Toto da Costa

Personal information
- Full name: Antonio Santos Maria da Costa
- Date of birth: 9 August 1973 (age 52)
- Place of birth: Luanda, Angola
- Position(s): Forward

Senior career*
- Years: Team / Apps / (Gls)
- 1992–1993: Estoril / 6 / (0)
- 1995–1997: RBC Roosendaal / 16 / (2)
- 1997–1999: SBV Eindhoven / 53 / (9)
- 2000–2002: Melbourne Knights FC / 42 / (22)
- Total:  / 117+ / (33+)

= Toto da Costa =

Angolan footballer

Antonio "Toto" Santos Maria da Costa (born 9 August 1973) is an Angolan former professional footballer who played as a forward.

==Career==
Born in Luanda, Da Costa played with RBC Roosendaal of the Dutch Eerste Divisie for the 1995–96 and 1996–97 seasons, Da Costa provided a hat-trick on his debut in December 1995.

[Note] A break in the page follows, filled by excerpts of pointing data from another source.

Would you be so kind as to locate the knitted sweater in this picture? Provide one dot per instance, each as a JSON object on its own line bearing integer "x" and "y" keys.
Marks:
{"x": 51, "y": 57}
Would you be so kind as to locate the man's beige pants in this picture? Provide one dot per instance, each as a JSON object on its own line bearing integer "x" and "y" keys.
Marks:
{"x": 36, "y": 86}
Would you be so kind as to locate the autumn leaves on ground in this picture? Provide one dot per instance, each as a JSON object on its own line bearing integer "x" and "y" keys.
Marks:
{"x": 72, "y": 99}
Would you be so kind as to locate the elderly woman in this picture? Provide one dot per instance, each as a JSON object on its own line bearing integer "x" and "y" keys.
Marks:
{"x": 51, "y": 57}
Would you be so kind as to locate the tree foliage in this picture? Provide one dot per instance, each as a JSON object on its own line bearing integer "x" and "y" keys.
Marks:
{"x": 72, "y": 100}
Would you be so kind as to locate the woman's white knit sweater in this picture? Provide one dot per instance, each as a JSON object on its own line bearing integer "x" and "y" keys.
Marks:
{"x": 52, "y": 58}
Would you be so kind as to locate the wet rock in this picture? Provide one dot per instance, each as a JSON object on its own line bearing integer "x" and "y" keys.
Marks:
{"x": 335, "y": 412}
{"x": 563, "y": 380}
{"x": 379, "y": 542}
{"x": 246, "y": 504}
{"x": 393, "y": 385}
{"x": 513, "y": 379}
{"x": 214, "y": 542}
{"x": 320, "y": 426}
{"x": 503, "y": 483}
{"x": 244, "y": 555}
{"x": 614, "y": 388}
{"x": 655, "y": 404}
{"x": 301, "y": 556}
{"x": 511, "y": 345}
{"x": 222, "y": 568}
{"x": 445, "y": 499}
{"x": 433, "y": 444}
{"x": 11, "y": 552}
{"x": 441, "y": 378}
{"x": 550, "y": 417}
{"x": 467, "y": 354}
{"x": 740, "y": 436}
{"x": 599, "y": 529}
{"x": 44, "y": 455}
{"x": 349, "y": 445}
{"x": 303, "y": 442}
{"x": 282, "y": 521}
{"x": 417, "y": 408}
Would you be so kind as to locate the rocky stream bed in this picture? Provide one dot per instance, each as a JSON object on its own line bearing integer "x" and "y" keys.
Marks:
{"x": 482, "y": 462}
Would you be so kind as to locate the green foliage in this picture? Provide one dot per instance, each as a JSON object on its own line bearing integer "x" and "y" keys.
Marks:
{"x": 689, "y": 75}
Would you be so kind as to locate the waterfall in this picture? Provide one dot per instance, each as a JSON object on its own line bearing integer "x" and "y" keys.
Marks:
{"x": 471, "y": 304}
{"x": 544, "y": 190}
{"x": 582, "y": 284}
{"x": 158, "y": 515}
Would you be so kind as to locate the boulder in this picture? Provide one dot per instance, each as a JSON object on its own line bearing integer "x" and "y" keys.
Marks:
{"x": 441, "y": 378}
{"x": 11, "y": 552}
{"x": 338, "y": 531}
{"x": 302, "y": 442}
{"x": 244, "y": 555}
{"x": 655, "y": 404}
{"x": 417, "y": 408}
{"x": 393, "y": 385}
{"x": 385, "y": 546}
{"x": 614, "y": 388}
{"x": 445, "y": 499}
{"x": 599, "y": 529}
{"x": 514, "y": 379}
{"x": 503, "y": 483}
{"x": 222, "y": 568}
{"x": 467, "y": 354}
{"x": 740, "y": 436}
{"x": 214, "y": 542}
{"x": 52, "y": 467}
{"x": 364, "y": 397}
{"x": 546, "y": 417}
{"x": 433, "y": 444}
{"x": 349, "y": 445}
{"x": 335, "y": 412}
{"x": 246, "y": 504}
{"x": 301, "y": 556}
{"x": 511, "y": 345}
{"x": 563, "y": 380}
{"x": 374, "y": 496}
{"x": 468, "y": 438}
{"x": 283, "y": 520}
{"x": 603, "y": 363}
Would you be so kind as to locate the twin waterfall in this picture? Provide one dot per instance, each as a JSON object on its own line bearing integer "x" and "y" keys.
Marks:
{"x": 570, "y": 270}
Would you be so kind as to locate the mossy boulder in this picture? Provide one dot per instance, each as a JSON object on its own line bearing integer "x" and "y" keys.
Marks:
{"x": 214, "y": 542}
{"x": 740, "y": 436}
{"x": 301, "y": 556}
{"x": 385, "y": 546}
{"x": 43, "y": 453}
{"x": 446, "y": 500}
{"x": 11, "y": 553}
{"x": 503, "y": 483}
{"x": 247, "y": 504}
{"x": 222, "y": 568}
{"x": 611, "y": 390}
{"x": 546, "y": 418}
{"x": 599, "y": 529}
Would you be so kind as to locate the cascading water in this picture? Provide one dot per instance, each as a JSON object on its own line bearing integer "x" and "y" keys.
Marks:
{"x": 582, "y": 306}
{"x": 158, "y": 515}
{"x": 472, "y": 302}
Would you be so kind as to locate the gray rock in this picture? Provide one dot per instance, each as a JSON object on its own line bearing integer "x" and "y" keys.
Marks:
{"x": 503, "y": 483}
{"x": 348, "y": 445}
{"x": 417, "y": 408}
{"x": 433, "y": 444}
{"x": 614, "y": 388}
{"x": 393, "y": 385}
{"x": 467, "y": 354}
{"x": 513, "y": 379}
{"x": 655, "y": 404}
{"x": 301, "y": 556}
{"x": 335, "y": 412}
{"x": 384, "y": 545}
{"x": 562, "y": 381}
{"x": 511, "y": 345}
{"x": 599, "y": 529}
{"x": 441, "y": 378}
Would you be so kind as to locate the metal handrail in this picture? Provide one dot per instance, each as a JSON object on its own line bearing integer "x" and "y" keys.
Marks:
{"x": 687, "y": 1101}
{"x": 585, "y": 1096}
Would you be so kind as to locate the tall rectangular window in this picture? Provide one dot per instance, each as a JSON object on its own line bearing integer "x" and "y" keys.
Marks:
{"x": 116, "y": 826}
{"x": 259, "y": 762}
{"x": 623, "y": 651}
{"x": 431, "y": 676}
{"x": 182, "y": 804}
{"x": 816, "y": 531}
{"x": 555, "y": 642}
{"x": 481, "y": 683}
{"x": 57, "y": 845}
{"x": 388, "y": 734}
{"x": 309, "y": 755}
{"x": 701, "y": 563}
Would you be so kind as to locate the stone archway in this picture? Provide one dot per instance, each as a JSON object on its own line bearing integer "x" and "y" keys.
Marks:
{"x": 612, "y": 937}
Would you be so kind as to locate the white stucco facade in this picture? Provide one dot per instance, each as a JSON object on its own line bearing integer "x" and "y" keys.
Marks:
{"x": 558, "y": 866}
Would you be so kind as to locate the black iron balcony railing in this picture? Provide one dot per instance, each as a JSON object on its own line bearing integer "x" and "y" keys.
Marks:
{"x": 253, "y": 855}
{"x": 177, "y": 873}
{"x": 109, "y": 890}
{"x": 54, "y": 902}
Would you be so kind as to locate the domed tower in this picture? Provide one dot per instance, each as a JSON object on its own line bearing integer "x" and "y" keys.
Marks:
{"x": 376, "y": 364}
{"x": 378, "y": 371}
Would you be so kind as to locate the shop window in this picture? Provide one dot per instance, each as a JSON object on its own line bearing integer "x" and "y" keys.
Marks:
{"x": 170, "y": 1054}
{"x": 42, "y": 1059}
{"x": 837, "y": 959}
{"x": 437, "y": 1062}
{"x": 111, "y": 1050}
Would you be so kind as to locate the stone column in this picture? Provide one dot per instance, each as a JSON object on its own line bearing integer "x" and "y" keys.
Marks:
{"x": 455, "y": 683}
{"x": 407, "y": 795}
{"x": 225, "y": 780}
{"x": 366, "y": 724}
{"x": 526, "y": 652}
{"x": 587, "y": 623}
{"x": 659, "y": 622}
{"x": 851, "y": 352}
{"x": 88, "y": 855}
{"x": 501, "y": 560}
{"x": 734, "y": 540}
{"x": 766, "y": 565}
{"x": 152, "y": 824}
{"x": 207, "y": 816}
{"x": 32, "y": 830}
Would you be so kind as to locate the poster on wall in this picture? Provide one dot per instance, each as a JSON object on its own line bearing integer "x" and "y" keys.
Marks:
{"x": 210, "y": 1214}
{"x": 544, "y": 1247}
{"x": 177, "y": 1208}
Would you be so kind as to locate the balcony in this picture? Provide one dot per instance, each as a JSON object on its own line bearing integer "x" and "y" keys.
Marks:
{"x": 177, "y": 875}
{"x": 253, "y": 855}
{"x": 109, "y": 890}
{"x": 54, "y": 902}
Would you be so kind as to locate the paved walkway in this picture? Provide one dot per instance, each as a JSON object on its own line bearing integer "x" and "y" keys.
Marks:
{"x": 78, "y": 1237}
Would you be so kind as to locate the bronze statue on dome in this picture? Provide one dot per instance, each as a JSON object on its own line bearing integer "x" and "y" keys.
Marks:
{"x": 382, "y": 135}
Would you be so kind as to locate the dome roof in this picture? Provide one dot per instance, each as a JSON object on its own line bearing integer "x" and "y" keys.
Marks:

He signed a two-season deal with Melbourne Knights of the National Soccer League in winter 2000. He found it hard at first to get used to the physical oriented game in Australia compared to the tactical style he was accustomed to in Europe. Considering this, the Luanda native stated that the National Soccer League was underrated in its quality but left the Knights in summer 2002 to seek opportunities in the Netherlands.

Despite being pensive over the fact that his family was not in Australia with him, he claimed that he liked life in the country.